Claquette-chaussette et corset, 60 objets qui font la mode, de Céline Cabourf et Mathilde Berthier, éditions La Martinière.

“Prolétaires de tous les pays, qui lave vos chaussettes ?: Le genre de l’engagement dans les années 1968”. Broché – Grand livre, 2017,
de Ludivine Bantigny, Fanny Bugnon et Fanny Gallot, éditions PU Rennes.

Pourtant, comme l’expliquent au Parisien les autrices de Claquette-chaussette et corset : 60 objets qui font la mode (éd.

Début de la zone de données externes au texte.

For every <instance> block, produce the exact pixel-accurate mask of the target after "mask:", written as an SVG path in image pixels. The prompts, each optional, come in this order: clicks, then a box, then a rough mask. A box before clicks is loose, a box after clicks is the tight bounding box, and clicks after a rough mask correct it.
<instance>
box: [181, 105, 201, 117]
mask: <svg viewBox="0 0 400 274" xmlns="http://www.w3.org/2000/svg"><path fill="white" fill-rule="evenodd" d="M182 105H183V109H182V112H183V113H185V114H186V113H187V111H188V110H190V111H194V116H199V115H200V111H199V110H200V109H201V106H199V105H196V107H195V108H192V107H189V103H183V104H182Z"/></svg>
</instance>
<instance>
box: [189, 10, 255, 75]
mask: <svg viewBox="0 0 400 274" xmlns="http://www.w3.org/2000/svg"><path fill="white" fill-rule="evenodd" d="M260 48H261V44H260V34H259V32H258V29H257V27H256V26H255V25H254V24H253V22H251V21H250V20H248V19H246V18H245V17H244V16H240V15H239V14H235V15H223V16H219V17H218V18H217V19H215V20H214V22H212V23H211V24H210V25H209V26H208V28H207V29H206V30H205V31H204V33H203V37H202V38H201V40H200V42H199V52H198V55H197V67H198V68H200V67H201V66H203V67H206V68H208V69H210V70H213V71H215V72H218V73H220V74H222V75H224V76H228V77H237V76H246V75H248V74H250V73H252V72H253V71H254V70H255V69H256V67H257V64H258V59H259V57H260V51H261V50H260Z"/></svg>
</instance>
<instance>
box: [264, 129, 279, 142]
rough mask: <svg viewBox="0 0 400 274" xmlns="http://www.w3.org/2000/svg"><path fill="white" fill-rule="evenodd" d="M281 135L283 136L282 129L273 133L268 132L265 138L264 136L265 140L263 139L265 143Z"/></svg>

La Martinière, 2022), “les premières images de la claquette-chaussette apparaissent sur des fresques du XVe siècle, raconte Mathilde Berthier, où l’on voit des moines ou des pèlerins enfiler des chaussettes dans leurs socques, notamment avant de partir en pèlerinage”. Une sacrée tendance mais ce n’est rien comparé au fétichisme dont la chaussette peut faire l’objet. Evidemment que Freud s’est exprimé sur la question (chaussette=pénis, c’est aussi simple que ça), et même si caricaturée en tue-l’amour absolu (vous gardez vos chaussettes pendant vous ?), sa dimension sexuelle n’est plus à démontrer aux nombreux kiffeurs et autres “esclaves” de dominas prêts à cramer leur CB pour des “cho7” portées et sales. Toujours est-il que longue ou courte, blanche ou colorée, la tendance cet hiver est peut-être à chercher du côté du plongeur britannique Tom Dasley, quintuple médaillé olympique et accessoirement prodige du tricot qui, de son propre aveu, a l’habitude de confectionner pour ses proches des “willy warmers” soit dans la langue de Rimbaud des “chaussettes à pénis”.